Einige Länder wie Belgien, Frankreich und Deutschland beginnen jetzt härter durchzugreifen. Lenker sollen künftig schriftliche Bestätigungen von Beherbergungsbetrieben erbringen müssen. Damit soll in erster Linie verhindert werden, dass Lkw-Fahrer monatelang in ganz Europa unterwegs sind, ohne ihre Familien zu sehen.
Peter-Michael Tropper, Geschäftsführer der Transporteure bei der Wirtschaftskammer Österreich, sieht das Vorhaben sehr skeptisch. „Das ist nicht zu Ende gedacht und führt zu vielen praktischen Problemen.“90 Prozent des LkwAufkommens in Österreich sei reiner Inlandsverkehr. „Braucht ein Fahrer dann einen Beleg von seiner Frau, dass er die Ruhezeit zu Hause verbracht hat?“, fragt Tropper.
Auch der Autobahnen- und Schnellstraßenbetreiber Asfinag beobachtet das Thema aufmerksam. In den vergangenen Jahren wurden viele Millionen Euro in die Infrastruktur von rund 50 Rastplätzen investiert. Dort gibt es zwar großzügige Sanitäranlagen, Snackund Kaffeeautomaten, aber keine Übernachtungsmöglichkeiten. Von den 90 Raststationen sind derzeit 19 mit einem Hotel ausgestattet. „Allerdings geht die derzeitige Preisgestaltung an der Zielgruppe der Lkw-Fahrer vorbei“, heißt es aus der Asfinag. Karl-Christian Petz, Leiter der Asfinag-Abteilung Raststationen und Liegenschaften, sagt: „Da kommt Bedarf auf uns zu. Wie groß die Nachfrage nach Nächtigungen durch Lkw-Fahrer sein wird, ist noch sehr schwer abzuschätzen.“Die Asfinag will daher in einem ersten Schritt nicht zu viel investieren. Mit ihren Pächtern seien Gespräche für eine aus Sicht der Asfinag einfache und rasch umzusetzende Lösung aufgenommen worden: Pro bestehendem Hotel sollen zwei oder drei „Low-Budget“Zimmer eingerichtet werden. „Das könnten beispielsweise mit Stockbetten ausgestattete Sechsbettzimmer sein, bei denen jedes Bett pro Nacht vermietet wird“, sagt Petz. Die Rastplätze seien zwar sehr gut ausgelastet, Herbergen mit Schlafkojen wären aber unrentabel, glaubt der Asfinag-Experte. „Die müsste man total subventionieren.“
Interessenvertreter Tropper ortet ein Akzeptanzproblem: „Ein LkwFahrer will gar nicht in ein billiges Hotelzimmer, wenn seine Fahrerkabine wie ein modernes Wohnzimmer ausgestattet ist – mit XL-Bett, Flatscreen und Kühlschrank. Das konterkariert doch den ursprünglichen Gedanken der Erholung.“Theoretisch könnte er dann gleich ein Zelt neben seinem Lkw aufstellen, sagte Tropper. Dass sich die Rastplätze zu unerwünschten Lagern entwickeln, will die Asfinag um jeden Preis verhindern. Diese seien gedacht als Ruheoasen auf Zeit, nicht als Campingplätze oder Containerdörfer, um sich dort mehrere Tage niederzulassen.
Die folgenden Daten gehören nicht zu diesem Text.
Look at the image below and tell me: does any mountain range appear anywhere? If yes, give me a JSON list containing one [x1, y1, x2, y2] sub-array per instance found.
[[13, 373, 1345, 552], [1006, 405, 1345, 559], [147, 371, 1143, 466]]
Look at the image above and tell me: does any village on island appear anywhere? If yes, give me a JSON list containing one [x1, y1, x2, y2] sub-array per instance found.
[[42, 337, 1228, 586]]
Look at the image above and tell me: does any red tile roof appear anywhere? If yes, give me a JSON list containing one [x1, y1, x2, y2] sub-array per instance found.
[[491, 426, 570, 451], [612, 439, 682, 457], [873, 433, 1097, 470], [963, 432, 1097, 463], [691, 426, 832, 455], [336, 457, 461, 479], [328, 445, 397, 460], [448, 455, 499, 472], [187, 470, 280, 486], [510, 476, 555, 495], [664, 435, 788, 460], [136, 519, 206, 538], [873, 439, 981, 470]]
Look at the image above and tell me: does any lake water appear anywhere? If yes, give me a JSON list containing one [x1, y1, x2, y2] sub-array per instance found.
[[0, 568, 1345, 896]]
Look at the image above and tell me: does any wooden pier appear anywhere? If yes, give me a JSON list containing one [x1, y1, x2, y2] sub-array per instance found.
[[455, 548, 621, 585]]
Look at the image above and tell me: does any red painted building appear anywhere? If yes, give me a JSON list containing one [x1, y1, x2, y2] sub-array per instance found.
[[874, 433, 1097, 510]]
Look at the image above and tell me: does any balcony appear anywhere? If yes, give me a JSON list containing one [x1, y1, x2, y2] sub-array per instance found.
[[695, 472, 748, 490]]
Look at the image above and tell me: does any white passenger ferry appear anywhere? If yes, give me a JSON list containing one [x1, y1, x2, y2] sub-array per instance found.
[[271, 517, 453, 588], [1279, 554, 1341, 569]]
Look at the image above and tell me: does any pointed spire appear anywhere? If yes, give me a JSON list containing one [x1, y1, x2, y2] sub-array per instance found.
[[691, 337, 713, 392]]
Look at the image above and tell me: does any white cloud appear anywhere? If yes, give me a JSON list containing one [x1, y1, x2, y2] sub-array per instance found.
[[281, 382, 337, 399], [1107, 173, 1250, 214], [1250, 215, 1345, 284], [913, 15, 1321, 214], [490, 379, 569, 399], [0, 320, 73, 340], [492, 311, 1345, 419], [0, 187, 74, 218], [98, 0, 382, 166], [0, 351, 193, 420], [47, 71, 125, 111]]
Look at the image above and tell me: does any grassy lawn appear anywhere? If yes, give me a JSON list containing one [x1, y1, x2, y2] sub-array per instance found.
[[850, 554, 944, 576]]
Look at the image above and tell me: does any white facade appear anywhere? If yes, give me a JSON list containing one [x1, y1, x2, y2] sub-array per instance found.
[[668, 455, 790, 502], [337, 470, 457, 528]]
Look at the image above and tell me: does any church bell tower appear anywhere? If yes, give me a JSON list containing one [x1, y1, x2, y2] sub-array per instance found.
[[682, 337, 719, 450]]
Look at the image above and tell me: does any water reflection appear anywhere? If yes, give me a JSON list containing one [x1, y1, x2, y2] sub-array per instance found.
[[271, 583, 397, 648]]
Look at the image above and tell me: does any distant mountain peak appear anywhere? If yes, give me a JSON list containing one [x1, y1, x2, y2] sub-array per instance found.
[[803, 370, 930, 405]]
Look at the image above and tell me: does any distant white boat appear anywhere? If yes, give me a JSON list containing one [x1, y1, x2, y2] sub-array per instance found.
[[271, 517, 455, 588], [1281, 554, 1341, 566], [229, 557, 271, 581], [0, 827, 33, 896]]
Für die Wirtschaftskammer geht es auch um Haftungsfragen. Schließlich trage ein Lkw-Lenker Verantwortung für sein Ladegut. Was passiert bei Warendiebstahl, während der Fahrer seine Ruhezeit abseits in einem Hotel verbringt?
In der Praxis kontrolliert die Polizei in Österreich Lkw ausschließlich im fließenden Verkehr, nicht im ruhenden. Für die Beamten wäre der Kontrollaufwand enorm, müssten sie Nachweise von Beherbergungsbetrieben überprüfen, heißt es hinter vorgehaltener Hand.
Die offizielle Sprachregelung lautet: „Es wird stichprobenartig kontrolliert.“Im Vorjahr hat die Polizei bei knapp 129.000 Lenkerkontrollen 4980 Verstöße gegen die Einhaltung der wöchentlichen Ruhezeit festgestellt. „Die Aufzeichnungen geben aber darüber keine Auskunft, inwieweit es sich dabei um das Verbringen der wöchentlichen Ruhezeit im Führerhaus handelt. Es ist davon auszugehen, dass Letzteres nur die wenigsten Fälle betrifft“, sagt Karl-Heinz Grundböck, Sprecher des Innenministeriums.